Riddlersdata: 2015

Saturday, November 14, 2015

Web Scraping with Python; Part 3

More web scraping with Python and Beautiful Soup!

findAll(tag, attributes, recursive, text, limit, keywords)
find(tag, attributes, recursive, text, keywords)

The findAll and find functions are the two most common functions you will use when you're scraping a page; they both allow you to search through HTML to find specific tags, attributes, recursives, text, limits, and keywords.

Most of the time you will only need the tag and attribute arguments.

The tags argument takes text from the specific tags you search for; it could be headers h1, h2, h3. etc. Or paragraphs p, or lists li, or anything else you want to search for.

.findAll({"h1","h2","p,"li","div","header"})

Here we use the attributes arguments
.findAll("span", {"class":"blue", "class":"yellow"})

Let's look at the recursive argument now.
The recursive argument is a Boolean, meaning that it operates based upon a TRUE or FALSE argument. The argument itself is asking you "how deep would you like to look into the document to obtain the information you want?" If recursive is set to TRUE, it will look into children, childrens children, etc. for the tags you want. Sometimes we don't want to look that deep into an argument because you may only want a limited set of information within a parent, or a single child or whatever.

Now let's look at the text argument. This argument will search for a specific word surrounded by tags, for instance, let's say we are scraping a page with a large text file in the form of a book. Perhaps we are scraping the Bible on a webpage and we want to find the word 'Moses':

nameList = bsObj.findAll(text="Moses")
print(len(nameList))

This argument will retrieve all the instances the word Moses is used.

The keyword argument will select tags that contain a specific attribute:

allText = bsObj.findAll(id="text")
print(allText[0].get_text())

Some additional notes on the keyword function:
Keyword is particularly clumsy, so you cannot simply use it like this

bsObj.findAll(class="green")

Instead, type either of the following to find a particular keyword:

bsObj.findAll(class_="green")
or
bsObj.findAll("", {"class":"green"}

That's all for now until next time!

Wednesday, November 11, 2015

Web Scraping with Python, Part 2

So there is a small error, the end of the following lesson should look something like this:

from urllib.request import urlopen
from bs4 import BeautifulSoup
html = urlopen("http://www.riddlersdata.blogspot.com")
bsObj = BeautifulSoup(html.read())
print(bsObj.h1)

Depending on what you're looking for, you wont need the nameList function.

This particular scraping and parsing method will isolate all headers (bsObj,h1) in the text file.

Ok, so since this is part 2 let's do some part 2 worthy execution.

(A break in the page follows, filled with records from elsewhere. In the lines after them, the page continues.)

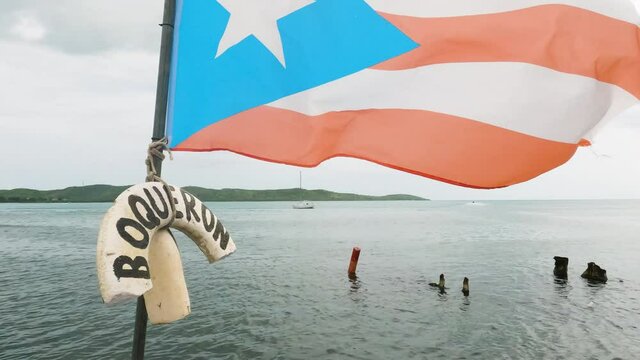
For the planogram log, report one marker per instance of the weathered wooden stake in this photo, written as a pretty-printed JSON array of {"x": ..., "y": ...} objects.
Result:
[
  {"x": 595, "y": 273},
  {"x": 355, "y": 255},
  {"x": 465, "y": 286},
  {"x": 561, "y": 267},
  {"x": 440, "y": 284}
]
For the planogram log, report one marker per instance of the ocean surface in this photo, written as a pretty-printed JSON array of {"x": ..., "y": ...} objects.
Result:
[{"x": 285, "y": 293}]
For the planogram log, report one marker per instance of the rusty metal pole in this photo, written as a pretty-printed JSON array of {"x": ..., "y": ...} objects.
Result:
[{"x": 159, "y": 126}]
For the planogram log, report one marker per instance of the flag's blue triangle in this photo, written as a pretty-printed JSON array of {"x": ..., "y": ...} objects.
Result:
[{"x": 322, "y": 42}]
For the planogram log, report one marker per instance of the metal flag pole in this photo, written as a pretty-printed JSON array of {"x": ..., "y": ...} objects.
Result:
[{"x": 159, "y": 125}]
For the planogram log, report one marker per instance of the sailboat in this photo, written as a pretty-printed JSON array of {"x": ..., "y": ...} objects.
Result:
[{"x": 303, "y": 204}]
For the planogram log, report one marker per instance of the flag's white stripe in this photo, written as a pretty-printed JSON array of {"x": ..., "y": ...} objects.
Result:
[
  {"x": 619, "y": 9},
  {"x": 526, "y": 98}
]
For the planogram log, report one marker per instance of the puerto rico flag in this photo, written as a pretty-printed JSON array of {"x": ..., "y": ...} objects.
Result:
[{"x": 482, "y": 94}]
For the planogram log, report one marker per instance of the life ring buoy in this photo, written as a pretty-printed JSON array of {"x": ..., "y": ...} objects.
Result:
[{"x": 132, "y": 223}]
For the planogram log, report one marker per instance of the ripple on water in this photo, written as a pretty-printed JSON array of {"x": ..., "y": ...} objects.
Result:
[{"x": 285, "y": 293}]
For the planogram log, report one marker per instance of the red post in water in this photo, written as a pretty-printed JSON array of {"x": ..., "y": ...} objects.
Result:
[{"x": 355, "y": 255}]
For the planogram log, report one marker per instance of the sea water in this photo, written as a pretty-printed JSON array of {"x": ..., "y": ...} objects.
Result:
[{"x": 285, "y": 293}]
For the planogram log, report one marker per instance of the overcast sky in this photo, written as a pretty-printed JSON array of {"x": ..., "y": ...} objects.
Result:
[{"x": 76, "y": 107}]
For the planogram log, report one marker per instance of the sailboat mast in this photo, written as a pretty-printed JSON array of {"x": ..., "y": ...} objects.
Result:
[{"x": 159, "y": 132}]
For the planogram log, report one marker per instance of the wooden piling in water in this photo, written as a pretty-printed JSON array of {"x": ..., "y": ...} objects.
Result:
[
  {"x": 561, "y": 267},
  {"x": 355, "y": 255}
]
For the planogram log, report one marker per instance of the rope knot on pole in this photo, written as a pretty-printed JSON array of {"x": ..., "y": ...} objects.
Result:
[{"x": 155, "y": 155}]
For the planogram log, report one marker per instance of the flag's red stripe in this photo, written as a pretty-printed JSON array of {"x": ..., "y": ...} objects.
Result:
[
  {"x": 439, "y": 146},
  {"x": 559, "y": 37}
]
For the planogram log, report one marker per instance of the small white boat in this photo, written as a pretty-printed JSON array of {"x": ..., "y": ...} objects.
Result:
[{"x": 304, "y": 204}]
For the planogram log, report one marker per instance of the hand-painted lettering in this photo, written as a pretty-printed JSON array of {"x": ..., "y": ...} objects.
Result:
[
  {"x": 221, "y": 234},
  {"x": 124, "y": 224},
  {"x": 139, "y": 267},
  {"x": 164, "y": 213},
  {"x": 179, "y": 214},
  {"x": 149, "y": 220},
  {"x": 210, "y": 223},
  {"x": 190, "y": 206}
]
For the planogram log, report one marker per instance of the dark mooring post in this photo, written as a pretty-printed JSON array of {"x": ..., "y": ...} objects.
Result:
[
  {"x": 561, "y": 267},
  {"x": 353, "y": 264},
  {"x": 159, "y": 125}
]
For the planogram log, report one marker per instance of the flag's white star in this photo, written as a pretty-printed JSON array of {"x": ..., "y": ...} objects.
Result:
[{"x": 260, "y": 19}]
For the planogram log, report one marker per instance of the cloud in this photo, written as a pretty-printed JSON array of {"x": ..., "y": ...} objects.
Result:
[{"x": 86, "y": 26}]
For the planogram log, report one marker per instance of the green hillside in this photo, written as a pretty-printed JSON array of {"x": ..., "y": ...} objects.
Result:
[{"x": 108, "y": 193}]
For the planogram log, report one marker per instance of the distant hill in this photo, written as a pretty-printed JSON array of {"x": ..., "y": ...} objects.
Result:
[{"x": 108, "y": 193}]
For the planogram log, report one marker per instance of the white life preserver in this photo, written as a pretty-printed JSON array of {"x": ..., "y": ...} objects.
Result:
[{"x": 137, "y": 219}]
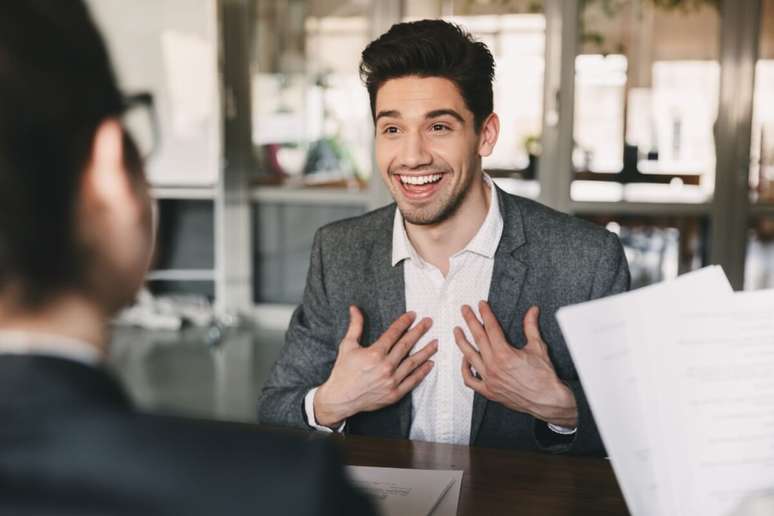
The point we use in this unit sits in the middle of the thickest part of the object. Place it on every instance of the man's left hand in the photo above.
(521, 379)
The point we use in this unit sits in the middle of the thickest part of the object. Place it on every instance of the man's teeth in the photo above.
(420, 180)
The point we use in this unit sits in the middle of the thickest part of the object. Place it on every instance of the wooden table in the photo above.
(502, 481)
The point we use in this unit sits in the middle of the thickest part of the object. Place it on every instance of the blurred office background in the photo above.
(654, 118)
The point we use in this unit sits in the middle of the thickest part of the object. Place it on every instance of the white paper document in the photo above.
(410, 492)
(680, 377)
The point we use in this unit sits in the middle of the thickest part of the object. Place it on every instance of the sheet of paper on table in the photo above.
(679, 376)
(410, 492)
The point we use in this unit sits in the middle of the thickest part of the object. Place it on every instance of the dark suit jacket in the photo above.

First, let's take a look at the code:
html = urlopen("http://www.riddlersdata.blogspot.com")
...this piece of code here, this retrieves the data from the webpage. And the way we have it formatted here could cause potential issues:
1) The page may not be found on the server
2) The server may not be found

In which case, you will get an HTTP error code, so the way we handle this is by using the following code (which will replace your existing code):
html = urlopen("http://www.riddlersdata.blogspot.com")
except HTTPError as e:
print(e)
#return null, break, or do some other "Plan B"
else:
#program continues. Note: If you return or break in the
#exception catch, you do not need to use the "else" statement

***NOTE*** any line that begins with a hashtag (#) is not actual code, these are comments within the code that you can write to yourself; just to help clarify what goes where and why. Every programmer uses these.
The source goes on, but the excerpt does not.